I have found that my DirecTV High Definition digital video recorder which uses TIVO programming service, can't distinguish between Battlestar Galactica programming on UHD (74) and SCI FI (244) DirecTV channels. Even though it allows me to make a season pass for both channels, when you examine the season pass programming for either channel you find they are duplicates and for some reason, for which I can only speculate, it will not schedule the UHD channel programming when I also program the SCI FI channel. I must manually select the UHD High Def reruns for recording--I hope I don't forget! TIVO should make each channel programming independent. Is there anything be done about it?


----------



## timr_42 (Oct 14, 2001)

majorjkg said:


> I have found that my DirecTV High Definition digital video recorder which uses TIVO programming service, can't distinguish between Battlestar Galactica programming on UHD (74) and SCI FI (244) DirecTV channels. Even though it allows me to make a season pass for both channels, when you examine the season pass programming for either channel you find they are duplicates and for some reason, for which I can only speculate, it will not schedule the UHD channel programming when I also program the SCI FI channel. I must manually select the UHD High Def reruns for recording--I hope I don't forget! TIVO should make each channel programming independent. Is there anything be done about it?
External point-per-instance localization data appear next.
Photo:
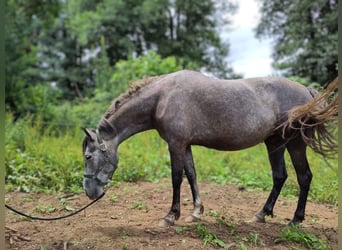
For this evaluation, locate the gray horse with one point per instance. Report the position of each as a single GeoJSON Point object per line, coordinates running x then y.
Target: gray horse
{"type": "Point", "coordinates": [188, 108]}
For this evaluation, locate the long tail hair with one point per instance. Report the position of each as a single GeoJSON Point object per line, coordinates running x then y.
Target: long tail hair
{"type": "Point", "coordinates": [320, 114]}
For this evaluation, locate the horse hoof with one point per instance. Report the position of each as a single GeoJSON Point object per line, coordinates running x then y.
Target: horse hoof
{"type": "Point", "coordinates": [259, 218]}
{"type": "Point", "coordinates": [165, 223]}
{"type": "Point", "coordinates": [192, 218]}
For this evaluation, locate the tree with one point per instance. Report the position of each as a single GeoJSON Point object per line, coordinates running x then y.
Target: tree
{"type": "Point", "coordinates": [185, 29]}
{"type": "Point", "coordinates": [305, 34]}
{"type": "Point", "coordinates": [72, 46]}
{"type": "Point", "coordinates": [26, 23]}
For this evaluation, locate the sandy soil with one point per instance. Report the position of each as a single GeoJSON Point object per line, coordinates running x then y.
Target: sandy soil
{"type": "Point", "coordinates": [128, 216]}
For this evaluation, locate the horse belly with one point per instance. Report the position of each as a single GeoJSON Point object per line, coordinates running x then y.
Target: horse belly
{"type": "Point", "coordinates": [234, 133]}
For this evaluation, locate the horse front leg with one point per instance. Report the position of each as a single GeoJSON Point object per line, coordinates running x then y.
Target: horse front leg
{"type": "Point", "coordinates": [191, 176]}
{"type": "Point", "coordinates": [177, 156]}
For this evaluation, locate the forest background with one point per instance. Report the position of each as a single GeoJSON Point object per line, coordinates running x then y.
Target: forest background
{"type": "Point", "coordinates": [67, 60]}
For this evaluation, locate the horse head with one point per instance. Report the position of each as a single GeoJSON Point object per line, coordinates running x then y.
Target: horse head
{"type": "Point", "coordinates": [100, 162]}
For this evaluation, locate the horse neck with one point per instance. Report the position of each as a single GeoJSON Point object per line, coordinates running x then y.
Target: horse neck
{"type": "Point", "coordinates": [132, 117]}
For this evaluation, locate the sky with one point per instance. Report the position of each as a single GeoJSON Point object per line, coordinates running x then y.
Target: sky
{"type": "Point", "coordinates": [248, 55]}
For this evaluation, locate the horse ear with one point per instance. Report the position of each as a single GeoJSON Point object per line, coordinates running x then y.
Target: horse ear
{"type": "Point", "coordinates": [90, 134]}
{"type": "Point", "coordinates": [107, 130]}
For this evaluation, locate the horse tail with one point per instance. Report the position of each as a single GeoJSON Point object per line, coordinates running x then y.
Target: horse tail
{"type": "Point", "coordinates": [317, 120]}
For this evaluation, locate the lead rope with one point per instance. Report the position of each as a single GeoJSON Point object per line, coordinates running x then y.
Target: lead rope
{"type": "Point", "coordinates": [54, 218]}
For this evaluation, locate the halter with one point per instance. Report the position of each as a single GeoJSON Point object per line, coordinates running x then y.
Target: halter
{"type": "Point", "coordinates": [103, 147]}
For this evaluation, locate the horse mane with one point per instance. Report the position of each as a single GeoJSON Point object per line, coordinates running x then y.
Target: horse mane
{"type": "Point", "coordinates": [124, 97]}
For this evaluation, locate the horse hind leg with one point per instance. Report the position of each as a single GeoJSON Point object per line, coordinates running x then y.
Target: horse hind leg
{"type": "Point", "coordinates": [275, 148]}
{"type": "Point", "coordinates": [190, 173]}
{"type": "Point", "coordinates": [297, 151]}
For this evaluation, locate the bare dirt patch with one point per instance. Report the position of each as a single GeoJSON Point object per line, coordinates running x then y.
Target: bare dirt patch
{"type": "Point", "coordinates": [128, 216]}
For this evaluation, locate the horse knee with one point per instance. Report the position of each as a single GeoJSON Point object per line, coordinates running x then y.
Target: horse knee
{"type": "Point", "coordinates": [304, 180]}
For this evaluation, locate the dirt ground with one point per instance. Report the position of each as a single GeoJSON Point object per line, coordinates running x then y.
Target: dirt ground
{"type": "Point", "coordinates": [128, 216]}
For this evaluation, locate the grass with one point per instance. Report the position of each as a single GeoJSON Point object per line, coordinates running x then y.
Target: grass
{"type": "Point", "coordinates": [308, 240]}
{"type": "Point", "coordinates": [38, 160]}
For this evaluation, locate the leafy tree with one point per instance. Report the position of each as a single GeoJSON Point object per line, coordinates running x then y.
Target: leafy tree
{"type": "Point", "coordinates": [71, 47]}
{"type": "Point", "coordinates": [26, 23]}
{"type": "Point", "coordinates": [305, 34]}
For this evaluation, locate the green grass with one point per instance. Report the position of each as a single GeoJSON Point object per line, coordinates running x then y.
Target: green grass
{"type": "Point", "coordinates": [38, 160]}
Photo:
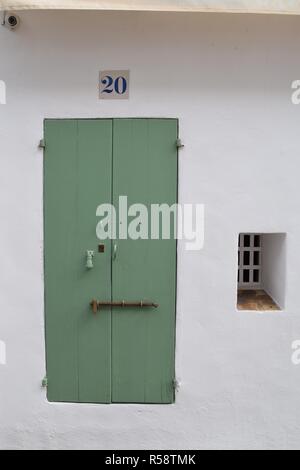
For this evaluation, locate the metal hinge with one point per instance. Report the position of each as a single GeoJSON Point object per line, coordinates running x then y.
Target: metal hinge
{"type": "Point", "coordinates": [179, 144]}
{"type": "Point", "coordinates": [176, 385]}
{"type": "Point", "coordinates": [45, 382]}
{"type": "Point", "coordinates": [42, 144]}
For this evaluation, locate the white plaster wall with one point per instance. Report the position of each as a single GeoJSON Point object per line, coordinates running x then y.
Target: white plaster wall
{"type": "Point", "coordinates": [227, 78]}
{"type": "Point", "coordinates": [274, 266]}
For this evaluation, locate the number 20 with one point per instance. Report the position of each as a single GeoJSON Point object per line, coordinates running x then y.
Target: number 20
{"type": "Point", "coordinates": [119, 85]}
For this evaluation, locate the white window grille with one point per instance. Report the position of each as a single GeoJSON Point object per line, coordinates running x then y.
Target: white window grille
{"type": "Point", "coordinates": [250, 262]}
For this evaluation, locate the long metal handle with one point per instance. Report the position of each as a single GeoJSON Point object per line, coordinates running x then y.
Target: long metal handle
{"type": "Point", "coordinates": [96, 305]}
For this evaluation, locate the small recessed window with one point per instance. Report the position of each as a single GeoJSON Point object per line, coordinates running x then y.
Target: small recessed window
{"type": "Point", "coordinates": [261, 271]}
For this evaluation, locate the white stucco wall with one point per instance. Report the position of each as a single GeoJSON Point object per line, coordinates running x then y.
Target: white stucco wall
{"type": "Point", "coordinates": [274, 266]}
{"type": "Point", "coordinates": [227, 78]}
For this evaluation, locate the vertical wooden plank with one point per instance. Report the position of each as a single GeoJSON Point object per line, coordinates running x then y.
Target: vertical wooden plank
{"type": "Point", "coordinates": [60, 198]}
{"type": "Point", "coordinates": [94, 331]}
{"type": "Point", "coordinates": [78, 162]}
{"type": "Point", "coordinates": [145, 170]}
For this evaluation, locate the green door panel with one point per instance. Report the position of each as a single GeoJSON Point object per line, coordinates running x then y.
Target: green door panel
{"type": "Point", "coordinates": [145, 170]}
{"type": "Point", "coordinates": [119, 355]}
{"type": "Point", "coordinates": [77, 167]}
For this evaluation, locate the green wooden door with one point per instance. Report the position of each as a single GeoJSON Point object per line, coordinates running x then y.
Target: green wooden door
{"type": "Point", "coordinates": [118, 355]}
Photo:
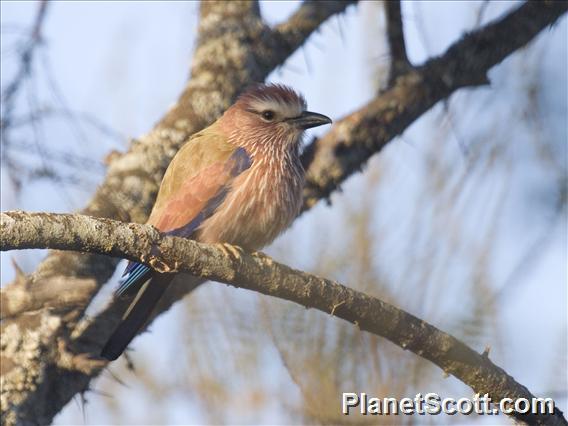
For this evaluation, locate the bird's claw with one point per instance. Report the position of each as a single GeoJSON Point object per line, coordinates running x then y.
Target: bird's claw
{"type": "Point", "coordinates": [231, 251]}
If you are going into the SP and look at view episodes, you will see ALL showings no matter what channel it is on. It will only record the ones on the channel you have selected.


----------



## dr_mal (Mar 21, 2001)

majorjkg said:


> I have found that my DirecTV High Definition digital video recorder which uses TIVO programming service, can't distinguish between Battlestar Galactica programming on UHD (74) and SCI FI (244) DirecTV channels. Even though it allows me to make a season pass for both channels, when you examine the season pass programming for either channel you find they are duplicates and for some reason, for which I can only speculate, it will not schedule the UHD channel programming when I also program the SCI FI channel. I must manually select the UHD High Def reruns for recording--I hope I don't forget! TIVO should make each channel programming independent. Is there anything be done about it?


If you only want it to record the HD episodes on UHD, then only set up one SP for that channel.


----------



## tbb1226 (Sep 16, 2004)

dr_mal said:


> If you only want it to record the HD episodes on UHD, then only set up one SP for that channel.


And, if you want both UHD and SciFi episodes, set up two season passes - one for each channel.

This ain't rocket science. It's been working for me since UHD started with episode 1 of season 1 (with the exception of the one episode that started this thread, of course).


----------



## MacThor (Feb 7, 2002)

majorjkg said:


> I have found that my DirecTV High Definition digital video recorder which uses TIVO programming service, can't distinguish between Battlestar Galactica programming on UHD (74) and SCI FI (244) DirecTV channels. Even though it allows me to make a season pass for both channels, when you examine the season pass programming for either channel you find they are duplicates and for some reason, for which I can only speculate, it will not schedule the UHD channel programming when I also program the SCI FI channel. I must manually select the UHD High Def reruns for recording--I hope I don't forget! TIVO should make each channel programming independent. Is there anything be done about it?


I'm guessing your SciFi Season Pass has a higher priority, and since SciFi is running a marathon your UHD Season Pass is saying "oh, that episode is already being recorded in another SP." Move your UHD SP above the SciFi SP in the SP manager.


----------